I just have a harder time seeing Canada losing twice to this team here, but if there's one team that can do it, it's probably this Czech group. They have been special.

Battle Of Blue Lines

Canada has had no choice but to lean especially heavily on their top pairing of Olen Zellweger (ANA) and Ethan Del Mastro (CHI). They're the only two of Canada's defensemen that are averaging over 20 minutes per game. They'll play as much as they have all tournament against Czechia.

This is where I think Czechia may have the advantage in the game. David Jiricek (CBJ) has been a spectacular player in the tournament and proved it again with his late game-tying goal in the semifinal. But the Czechs have also gotten masterful performances from Stanislav Svozil (CBJ) and David Spacek (MIN), who have each been among the best defensemen in the tournament. Undrafted Ales Cech has also been a big factor on the blue line.

Canada has to have a short bench when it comes to the back end, as they won't play Kevin Korchinski (CHI) and Jack Matier (NSH) very much. That puts them in more of a five-defenseman rotation against a Czech team that has size and can grind you down a little bit. That will be a storyline of the game.

Experience Helps

Canada is the tournament's oldest team by average age. They have eight players that have played in this very situation just last summer. That's an advantage they have for sure.

That said, the Czechs have a ton of returning players who have shown the value of that experience in this tournament.
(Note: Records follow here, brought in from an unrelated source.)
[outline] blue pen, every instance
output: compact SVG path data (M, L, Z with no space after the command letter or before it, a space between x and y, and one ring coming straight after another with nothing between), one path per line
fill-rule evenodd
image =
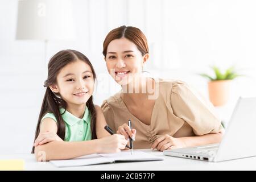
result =
M109 133L109 134L110 134L110 135L114 135L114 131L113 131L113 130L112 130L109 126L106 125L106 126L104 127L104 129L105 129L106 130L107 130L107 131L108 131L108 133ZM127 147L127 148L130 148L127 145L126 145L126 147Z
M128 126L130 127L130 129L131 130L131 120L128 120ZM133 139L131 138L131 137L129 136L130 138L130 148L131 149L131 155L133 155Z

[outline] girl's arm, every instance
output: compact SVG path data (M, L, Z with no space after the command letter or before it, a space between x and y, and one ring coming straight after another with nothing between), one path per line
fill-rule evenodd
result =
M46 131L57 133L57 125L52 119L46 118L42 121L40 133ZM55 140L36 146L35 154L38 161L67 159L94 153L119 152L126 144L125 137L117 134L89 141Z

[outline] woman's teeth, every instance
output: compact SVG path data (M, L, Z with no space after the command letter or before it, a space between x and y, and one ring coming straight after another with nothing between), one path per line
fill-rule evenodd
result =
M75 93L75 96L83 96L85 95L86 93L86 92L82 92L82 93Z

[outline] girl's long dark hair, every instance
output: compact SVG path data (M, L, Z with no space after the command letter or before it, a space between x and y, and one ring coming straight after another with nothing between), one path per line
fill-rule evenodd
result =
M64 67L68 64L79 60L84 61L90 66L93 76L93 79L95 81L96 75L92 64L85 55L79 51L71 49L61 51L52 56L49 61L48 64L48 78L44 82L44 85L46 87L46 91L38 118L34 141L40 133L41 119L47 113L52 113L55 116L57 119L57 134L63 140L64 140L65 127L64 121L61 117L61 114L64 113L60 113L60 108L64 108L65 112L67 109L67 102L61 99L59 95L53 93L50 89L49 86L56 83L57 75ZM92 130L92 139L96 139L96 112L92 96L87 101L86 105L90 111L91 116L90 128ZM33 147L32 148L32 153L34 153L34 150L35 148Z

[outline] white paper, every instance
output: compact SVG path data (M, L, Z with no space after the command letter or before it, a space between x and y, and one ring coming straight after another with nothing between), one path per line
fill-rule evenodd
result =
M131 152L129 151L118 153L94 154L73 159L50 160L50 162L57 167L61 167L109 163L115 161L138 162L160 160L163 159L146 152L136 151L133 151L131 155Z

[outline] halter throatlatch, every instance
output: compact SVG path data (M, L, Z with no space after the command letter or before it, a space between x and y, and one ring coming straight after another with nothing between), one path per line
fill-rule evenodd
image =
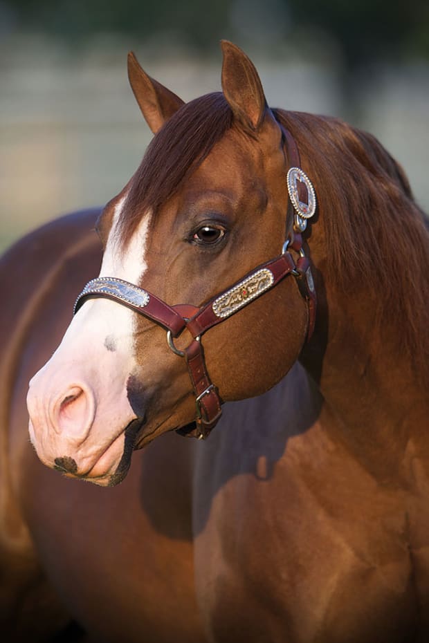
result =
M210 379L204 360L201 340L207 330L271 290L288 275L293 274L307 304L307 341L313 333L316 299L310 261L302 248L302 233L305 230L307 219L316 210L316 196L309 179L299 167L299 153L295 140L287 130L282 129L289 162L294 167L291 167L287 175L290 197L286 216L289 230L280 255L254 268L200 308L190 304L169 306L134 283L109 277L89 281L75 304L73 313L89 297L107 297L165 328L168 346L176 355L186 360L195 395L196 426L192 424L178 429L181 435L200 439L206 438L222 412L222 400L217 388ZM291 249L298 253L296 261L289 252ZM185 328L192 335L192 340L181 351L175 346L174 339Z

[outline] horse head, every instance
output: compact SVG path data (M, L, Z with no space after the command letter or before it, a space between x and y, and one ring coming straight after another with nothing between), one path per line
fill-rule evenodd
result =
M39 457L69 476L120 482L133 449L194 420L199 369L219 404L257 395L284 376L305 342L308 297L282 278L303 274L284 246L288 234L293 244L284 129L251 62L230 43L222 49L222 92L188 104L129 57L155 136L99 218L100 277L28 398ZM273 257L285 271L275 288L246 281ZM275 273L271 263L265 270ZM247 306L249 284L266 292ZM199 335L189 319L212 315L223 291L234 314L217 313ZM191 346L199 360L193 380Z

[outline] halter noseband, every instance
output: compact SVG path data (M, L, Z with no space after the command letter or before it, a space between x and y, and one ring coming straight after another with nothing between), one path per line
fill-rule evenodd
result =
M196 426L191 424L178 429L181 435L206 438L222 412L222 402L217 388L209 378L201 342L201 336L207 330L271 290L289 274L293 274L307 304L307 341L313 333L316 298L310 261L302 248L302 233L306 229L307 220L314 214L316 196L309 179L300 167L300 156L294 139L287 130L282 127L282 130L287 157L293 167L287 174L289 199L286 225L291 228L286 232L286 239L279 257L254 268L239 281L215 295L200 308L190 304L169 306L147 290L122 279L109 277L98 277L89 281L75 304L73 314L86 298L107 297L166 329L168 346L176 355L186 360L196 396ZM290 248L299 254L296 262L289 252ZM185 328L193 339L188 346L180 351L174 346L174 338Z

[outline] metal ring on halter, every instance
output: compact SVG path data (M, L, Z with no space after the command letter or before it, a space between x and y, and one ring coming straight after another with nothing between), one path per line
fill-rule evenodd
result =
M167 331L167 344L168 344L169 347L172 349L173 353L175 353L175 355L178 355L179 357L185 357L185 353L183 353L183 351L179 351L179 348L176 348L176 346L174 346L174 343L173 342L173 337L172 335L171 330Z
M282 246L282 254L286 254L287 252L287 249L289 247L289 243L291 243L291 239L286 239L283 245Z
M195 337L195 340L197 342L199 342L200 340L199 335L197 337ZM183 351L181 351L179 350L179 348L176 348L176 346L174 346L174 342L173 342L173 336L172 335L171 330L167 331L167 344L168 344L169 348L171 348L171 350L173 351L173 353L175 355L178 355L179 357L185 357L185 353L183 352Z

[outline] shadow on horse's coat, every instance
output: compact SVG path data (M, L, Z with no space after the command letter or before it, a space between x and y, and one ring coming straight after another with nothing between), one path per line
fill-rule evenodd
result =
M137 172L1 260L8 641L71 618L106 642L429 639L424 216L370 135L271 110L223 50L223 93L187 104L131 55ZM211 428L219 397L208 440L173 431Z

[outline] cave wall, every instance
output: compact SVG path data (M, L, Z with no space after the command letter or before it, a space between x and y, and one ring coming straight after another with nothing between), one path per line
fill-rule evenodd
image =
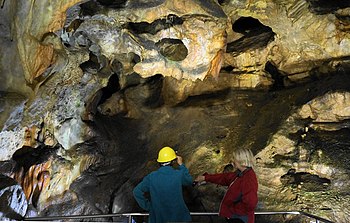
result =
M15 162L7 174L40 214L106 213L136 208L115 203L132 199L127 189L165 144L183 148L194 175L220 171L232 149L248 147L259 160L260 208L289 199L335 219L320 211L329 204L298 200L310 191L293 179L330 180L322 191L332 196L348 188L339 183L348 182L346 159L335 165L314 141L349 128L349 9L311 0L2 1L0 160ZM269 200L281 191L288 196ZM349 218L343 199L340 221Z

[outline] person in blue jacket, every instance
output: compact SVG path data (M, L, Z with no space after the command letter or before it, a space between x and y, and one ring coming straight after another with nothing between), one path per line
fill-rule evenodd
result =
M179 168L174 168L175 162ZM148 222L190 222L191 215L182 194L182 186L192 185L193 179L170 147L162 148L157 162L160 168L151 172L134 188L133 194L139 206L149 212ZM149 193L149 196L145 196Z

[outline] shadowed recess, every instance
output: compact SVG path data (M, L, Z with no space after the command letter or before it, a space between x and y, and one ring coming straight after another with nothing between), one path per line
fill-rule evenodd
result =
M132 32L134 32L136 34L150 33L150 34L154 35L157 32L159 32L160 30L168 29L168 28L175 26L175 25L181 25L182 23L183 23L183 20L180 17L170 14L166 18L157 19L152 23L129 22L125 28L131 30Z
M106 87L102 88L102 96L98 105L103 104L108 98L112 96L115 92L120 90L119 77L118 74L113 74L108 81Z
M307 0L309 9L315 14L328 14L350 7L350 1L344 0Z
M264 48L274 40L275 33L268 26L252 17L241 17L232 25L232 30L244 36L227 44L226 52L242 53L250 49Z
M128 0L97 0L97 2L108 8L120 9L125 7Z
M306 191L322 191L331 183L327 178L306 172L296 172L295 169L290 169L287 174L281 176L281 182L284 185L299 186Z
M164 38L156 43L160 48L160 54L173 61L184 60L188 55L188 50L179 39Z

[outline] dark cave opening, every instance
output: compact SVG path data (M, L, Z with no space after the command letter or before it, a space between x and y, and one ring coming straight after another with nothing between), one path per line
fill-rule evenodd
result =
M102 68L99 58L93 52L90 52L89 60L80 64L79 66L83 71L89 73L97 73L97 71Z
M172 61L182 61L188 55L187 47L179 39L164 38L156 43L160 54Z
M271 91L280 90L284 88L284 76L281 74L281 72L279 72L279 70L273 63L268 61L265 64L265 71L268 72L274 80L273 85L270 88Z
M290 169L287 174L281 176L281 182L285 186L298 186L305 191L327 190L331 183L327 178L319 177L307 172L296 172L295 169Z
M97 0L97 2L108 8L120 9L126 6L128 0Z
M152 23L129 22L126 24L125 28L131 30L132 32L134 32L136 34L150 33L150 34L154 35L157 32L159 32L160 30L168 29L168 28L175 26L175 25L181 25L182 23L183 23L183 20L181 17L178 17L177 15L170 14L166 18L157 19Z
M232 30L244 36L227 44L226 52L239 54L250 49L264 48L274 40L275 33L258 19L241 17L232 24Z
M102 95L97 106L103 104L108 98L110 98L114 93L120 90L119 76L118 74L112 74L109 77L108 84L106 87L101 89Z
M272 29L263 25L253 17L240 17L232 24L232 30L244 35L256 35L263 32L272 32Z
M338 9L350 7L350 1L344 0L307 0L309 9L315 14L333 13Z

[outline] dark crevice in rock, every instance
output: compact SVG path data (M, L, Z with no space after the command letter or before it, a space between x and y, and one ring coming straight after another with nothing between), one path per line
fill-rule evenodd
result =
M89 54L89 60L80 64L80 68L91 74L96 74L102 69L107 68L107 58L104 55L95 55L93 52ZM101 73L102 74L102 73Z
M66 32L75 32L79 28L79 26L84 22L82 19L73 20L67 27L65 28Z
M310 159L314 162L334 163L341 168L350 170L350 128L336 131L309 129L304 138L303 146L309 148ZM315 149L322 151L322 157L317 155Z
M275 33L268 26L252 17L241 17L232 25L232 30L244 36L227 44L226 52L239 54L251 49L264 48L274 40Z
M233 71L233 69L235 69L235 67L233 67L231 65L221 67L221 70L226 71L226 72L231 72L231 71Z
M240 17L232 24L232 30L244 35L272 32L270 27L263 25L258 19L252 17Z
M281 182L285 186L299 186L305 191L323 191L329 188L331 181L307 172L296 172L290 169L287 174L281 176Z
M108 98L110 98L115 92L120 90L118 74L113 74L109 78L106 87L102 88L102 95L98 105L103 104Z
M160 30L168 29L175 25L182 25L183 20L182 18L178 17L177 15L168 15L164 19L157 19L152 23L148 22L139 22L139 23L133 23L129 22L125 28L131 30L132 32L136 34L141 33L150 33L152 35L156 34Z
M218 0L219 5L226 5L229 2L229 0Z
M98 14L98 12L101 10L100 4L98 4L96 1L88 1L81 4L80 7L82 16L93 16Z
M90 58L88 61L80 64L79 66L83 71L87 71L89 73L96 73L100 69L100 63L98 61L98 58L92 52L90 52L89 57Z
M18 167L23 167L24 172L27 172L31 166L46 162L56 149L49 146L38 148L23 146L12 155L12 159L16 161Z
M160 74L147 78L148 96L144 101L144 105L150 108L156 108L163 104L162 88L163 76Z
M108 8L120 9L125 8L128 0L97 0L97 2Z
M350 9L345 13L335 13L335 16L338 19L338 23L336 23L339 30L343 32L350 31Z
M273 63L268 61L265 64L265 71L268 72L274 80L273 85L270 88L271 91L280 90L284 87L284 76Z
M164 38L156 43L160 48L160 54L172 61L184 60L188 55L188 50L179 39Z
M350 7L350 1L344 0L307 0L309 3L309 9L315 14L327 14L333 13L338 9L344 9Z

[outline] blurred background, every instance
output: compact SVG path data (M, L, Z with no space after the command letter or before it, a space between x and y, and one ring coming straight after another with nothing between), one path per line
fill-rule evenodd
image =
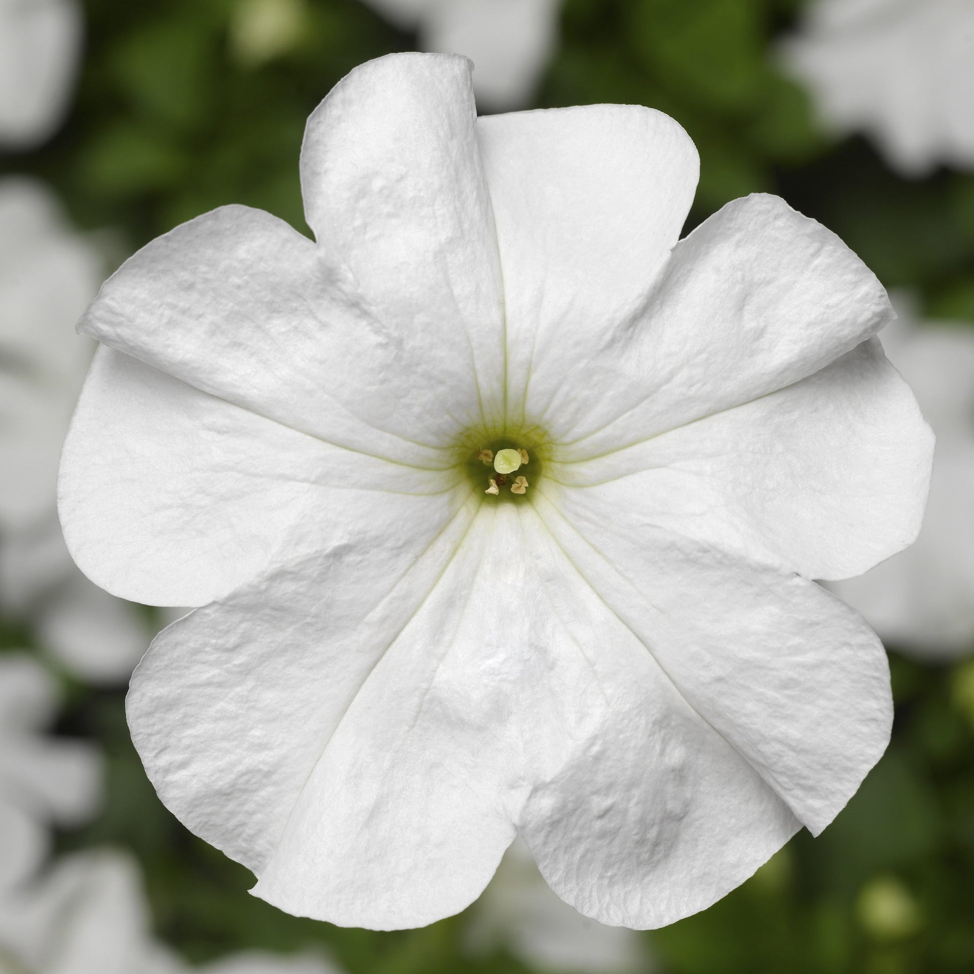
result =
M883 333L938 434L920 540L835 589L883 637L885 757L836 822L649 933L551 894L526 850L421 930L296 919L186 832L125 723L174 618L74 569L60 441L100 281L227 203L308 233L305 119L355 65L468 55L483 112L658 108L701 156L687 231L768 191L893 294ZM974 0L0 0L0 972L974 970Z

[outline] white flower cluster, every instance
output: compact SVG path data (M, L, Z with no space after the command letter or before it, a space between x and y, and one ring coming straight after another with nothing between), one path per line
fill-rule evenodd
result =
M974 169L971 0L812 0L782 55L829 128L905 175Z
M77 0L0 0L0 150L35 148L60 124L82 33Z
M0 613L83 679L128 679L152 632L134 607L92 584L64 547L57 458L93 343L74 323L103 277L52 193L0 180Z
M364 0L418 30L424 51L473 61L473 90L487 111L527 105L554 54L562 0Z

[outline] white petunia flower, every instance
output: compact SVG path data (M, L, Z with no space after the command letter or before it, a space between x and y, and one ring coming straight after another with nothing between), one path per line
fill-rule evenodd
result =
M428 923L520 834L656 926L882 753L882 647L808 580L912 541L932 436L835 235L753 196L678 241L697 165L652 109L478 120L464 58L380 58L309 120L317 244L223 207L82 319L68 547L204 607L129 719L257 895Z
M503 944L536 970L627 974L652 969L638 933L603 926L558 899L520 839L504 854L474 905L468 932L475 953Z
M868 132L904 175L974 169L971 0L813 0L782 55L827 126Z
M82 35L76 0L0 0L0 149L32 149L60 125Z
M561 0L365 0L403 30L419 29L426 51L466 55L477 103L522 108L554 54Z
M101 798L94 748L42 735L56 696L53 678L34 659L0 656L0 890L37 870L50 825L80 825Z
M17 974L337 974L315 958L248 953L191 968L153 936L138 867L110 849L61 859L0 893L0 971Z
M974 652L974 329L918 327L906 299L897 310L882 345L937 434L923 530L908 551L830 587L889 645L952 658Z
M131 672L148 631L75 569L56 512L60 443L93 350L71 328L101 263L47 189L0 181L0 612L29 618L73 673L111 682Z

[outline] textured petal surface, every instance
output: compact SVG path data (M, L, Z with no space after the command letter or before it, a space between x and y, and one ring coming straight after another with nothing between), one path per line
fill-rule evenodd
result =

They've played a mature, uncompromising, disciplined style. But they've never been in this position before at any level.

Czechia has not played for a gold medal in this tournament in over 20 years. These players weren't even born then. They never experienced the golden era of their country's international success. 

Perhaps that provides more motivation, but you have to expect nerves to be a factor. Or maybe they're just playing with house money now and feel unburdened. They've already achieved something no Czech team has since 2005 by winning a medal. What do they have to lose?

I do think the crowd played a role in the game against USA for Canada and if the Canadians start the game on time, they can run away a little bit. 

The team that manages the swings of the game best is going to be the team that wins.

Goaltending Matchup

Both Tomas Suchanek and Thomas Milic are undrafted goalies who play in the same division in the WHL. They've also been among the best goalies in this tournament so far. 

Milic had the performance of his life against the U.S., making 43 saves as Canada went on to win. The crowd was chanting his name at the end of the game and he deserved every second of that. Meanwhile, Suchanek has had the tournament's second-best save percentage and has already beaten Canada once.

Last time the Czechs played Canada, Ben Gaudreau (SJS) was in net. So they haven't seen Milic yet. They're going to have to test him early, but not let him get into too much of a rhythm. Czechia has success by getting to the middle and as a below-average sized goalie, Milic might have a harder time with them than he did against the U.S., but he's been so sharp. You could also have the same concerns about Suchanek, who is similar in size.

Both of these goalies have save percentages north of .930 in the tournament. They have the ability to steal their team a game. It might take that from either one of them in this gold-medal matchup.